Currency Reform for Fair Trade Act 2010

Legislative history
- Introduced in the House by Tim Ryan (D-OH);

= Currency Reform for Fair Trade Act 2010 =

The Currency Reform for Fair Trade Act 2010 was a bill by the Congress of the United States that sought punitive trade tariffs on countries that have perceived unfair competitive advantaged by such measures as currency manipulation.

The Act followed controversy as to China artificially keeping the yuan lower than its actual value (some say by at least 20%). Further to China there were other countries, most notably Japan, that took measures to weaken their currency.

==Bill==
The bill was introduced by Rep. Timothy Ryan [D-OH] on 13 May 2010. It was passed on to the House Ways and Means committee and the Senate Finance committee on 28 September 2010. The following day it was passed in the House of Representatives by a vote of 348 in favour, 79 opposed and 6 abstentions.
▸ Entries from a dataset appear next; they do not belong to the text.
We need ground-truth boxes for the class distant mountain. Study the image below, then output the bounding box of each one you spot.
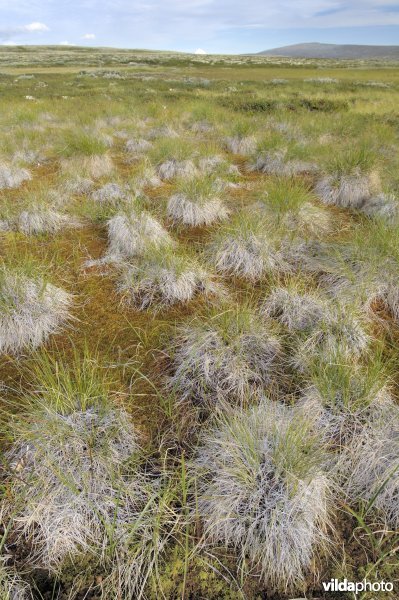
[257,42,399,60]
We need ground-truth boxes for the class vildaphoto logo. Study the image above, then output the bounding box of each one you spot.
[322,578,394,594]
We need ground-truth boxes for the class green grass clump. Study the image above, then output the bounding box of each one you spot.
[59,130,109,157]
[22,347,114,414]
[325,145,377,176]
[148,137,194,165]
[258,177,314,216]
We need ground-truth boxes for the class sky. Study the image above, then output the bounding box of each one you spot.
[0,0,399,54]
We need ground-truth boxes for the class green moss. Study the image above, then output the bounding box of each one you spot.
[147,545,242,599]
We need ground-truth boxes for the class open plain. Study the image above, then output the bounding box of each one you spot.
[0,45,398,599]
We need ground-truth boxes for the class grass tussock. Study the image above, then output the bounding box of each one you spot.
[169,304,282,407]
[61,154,114,180]
[59,130,109,158]
[299,354,394,445]
[0,267,72,354]
[91,181,130,205]
[4,352,178,598]
[125,138,153,154]
[343,413,399,528]
[255,178,333,236]
[106,208,174,260]
[194,401,331,592]
[149,139,197,181]
[292,305,370,371]
[251,149,317,176]
[118,246,224,311]
[0,163,31,189]
[316,148,381,209]
[167,175,229,227]
[157,159,197,181]
[209,213,290,280]
[262,284,328,331]
[316,171,380,209]
[224,135,256,155]
[16,207,78,235]
[63,176,94,195]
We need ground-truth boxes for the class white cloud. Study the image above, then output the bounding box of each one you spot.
[194,48,206,54]
[0,21,50,41]
[2,40,17,45]
[0,1,398,51]
[84,0,399,32]
[23,22,49,32]
[59,40,72,45]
The House bill amended the Tariff Act of 1930 in that this version require the president's administration to: (1) determine, based on certain requirements, if the currency exchange rate of a country that exports goods or services to the US is "fundamentally and actionably undervalued or overvalued" against the American dollar for an 18-month period; and (2) should there be deemed a violation, the administration should to take action in the form of a "countervailing duty or antidumping duty" so as to offset such a misalignment. It also said the currency of a non-market economy would be subject to the provisions of the Act.

===Amendments===
An amendment was offered in the House committee, and was adopted.